The next steps for this field require coordinated progress across methodological, computational, and translational domains. One essential direction is to develop integrated multimodal assessment channels that unify tear proteomics, high-resolution imaging, electrophysiology, molecular assays, and functional visual testing. Such unified frameworks could enhance diagnostic accuracy and enable identification of early, convergent disease signatures across tissues. Another important direction is to promote large, longitudinal cohorts designed explicitly to link ocular biomarkers with systemic outcomes. Longitudinal data are vital for distinguishing transient fluctuations from durable disease trajectories and for determining whether ocular signals possess true prognostic value. A further imperative is to leverage artificial intelligence (AI), advanced deep learning approaches, representation learning, and cross-modal fusion models to interpret the vast amount of high-dimensional ocular data now generated in both clinical and experimental settings. AI-enhanced analysis is likely to uncover subtle patterns invisible to human observers, enabling earlier detection and individualised risk stratification.

A final and rapidly expanding direction centres on translational deployment. Advances in microfluidic tear diagnostics, portable multimodal imaging devices, and cloud-based analytic platforms make it increasingly feasible to embed ocular biomarkers into routine clinical workflows, community health programmes, and telemedicine networks. Integrating ocular metrics into systemic disease management has the potential to transform care pathways, including oGVHD monitoring guided by tear biomarkers, metabolic risk screening based on retinal imaging, neurodegenerative surveillance informed by photoreceptor or ganglion cell metrics, and ocular endpoints incorporated into gene therapy trials for lysosomal disorders. By emphasising practical clinical application, researchers can increase visibility of their work, stimulate interdisciplinary collaboration, and enhance the long-term translational impact of ocular science.

In summary, the studies gathered in this Special Issue demonstrate that the eye is not merely a sensory organ but a powerful biological interface capable of revealing dynamic systemic processes.
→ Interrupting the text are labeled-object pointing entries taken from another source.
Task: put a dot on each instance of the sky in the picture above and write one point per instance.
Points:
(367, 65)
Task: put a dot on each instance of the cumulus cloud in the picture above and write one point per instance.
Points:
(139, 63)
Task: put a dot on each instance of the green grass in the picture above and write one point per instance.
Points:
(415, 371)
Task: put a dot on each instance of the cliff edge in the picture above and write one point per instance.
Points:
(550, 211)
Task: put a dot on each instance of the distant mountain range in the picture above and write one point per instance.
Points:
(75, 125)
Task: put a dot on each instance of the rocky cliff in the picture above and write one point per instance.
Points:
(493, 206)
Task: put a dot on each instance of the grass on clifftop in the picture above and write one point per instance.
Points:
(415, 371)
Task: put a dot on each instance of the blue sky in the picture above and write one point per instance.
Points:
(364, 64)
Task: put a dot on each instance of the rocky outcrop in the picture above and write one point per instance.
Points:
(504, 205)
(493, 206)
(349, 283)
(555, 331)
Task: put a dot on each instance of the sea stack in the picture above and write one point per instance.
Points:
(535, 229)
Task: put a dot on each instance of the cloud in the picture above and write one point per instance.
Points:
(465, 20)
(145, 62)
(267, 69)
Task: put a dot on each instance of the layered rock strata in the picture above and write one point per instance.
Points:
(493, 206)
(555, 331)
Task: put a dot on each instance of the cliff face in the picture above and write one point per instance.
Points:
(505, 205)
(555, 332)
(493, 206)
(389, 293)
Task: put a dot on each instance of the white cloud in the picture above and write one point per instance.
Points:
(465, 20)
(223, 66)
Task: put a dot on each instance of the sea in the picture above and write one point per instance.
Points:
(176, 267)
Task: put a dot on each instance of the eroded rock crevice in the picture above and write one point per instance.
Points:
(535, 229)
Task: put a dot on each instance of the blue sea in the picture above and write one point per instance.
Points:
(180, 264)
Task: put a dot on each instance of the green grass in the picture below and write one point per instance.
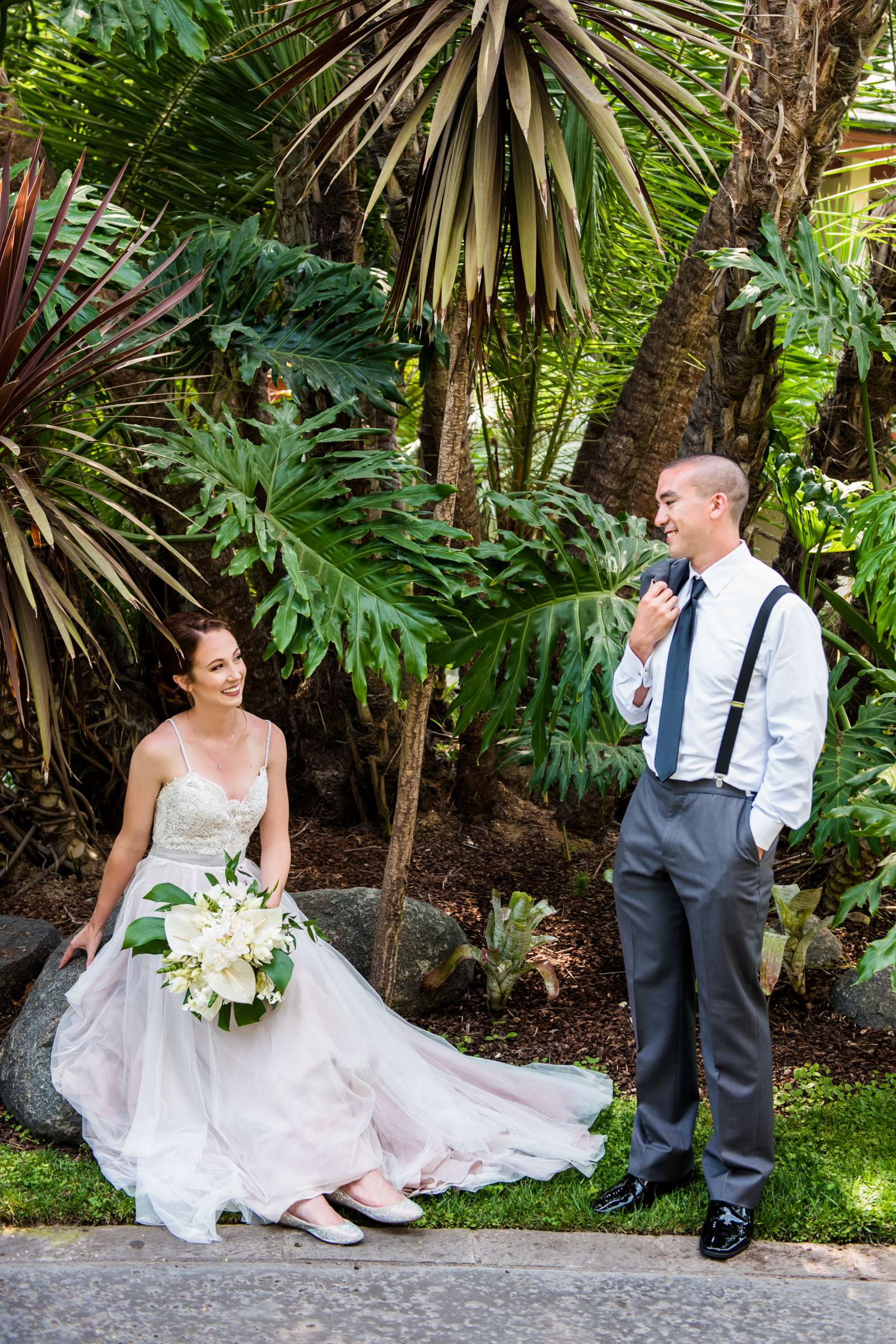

Its accessibility, neurosensory sensitivity, and molecular diversity position it as a leading candidate for next-generation diagnostic and mechanistic tools. As methodologies mature and cross-disciplinary collaborations deepen, ocular biomarkers are poised to become a foundational component of precision medicine, bridging ophthalmology with immunology, neurology, endocrinology, genetics, and cardiovascular science. By embracing integrated analytics, translational deployment, and longitudinal validation, the field can unlock the full potential of ocular tissues as comprehensive sensors of systemic health. We hope that this Special Issue will stimulate interdisciplinary collaboration and encourage researchers to integrate ocular biomarkers into systemic disease research and clinical decision-making, thereby supporting the continued convergence of ophthalmology, molecular medicine, and precision health within an integrated systems-based framework.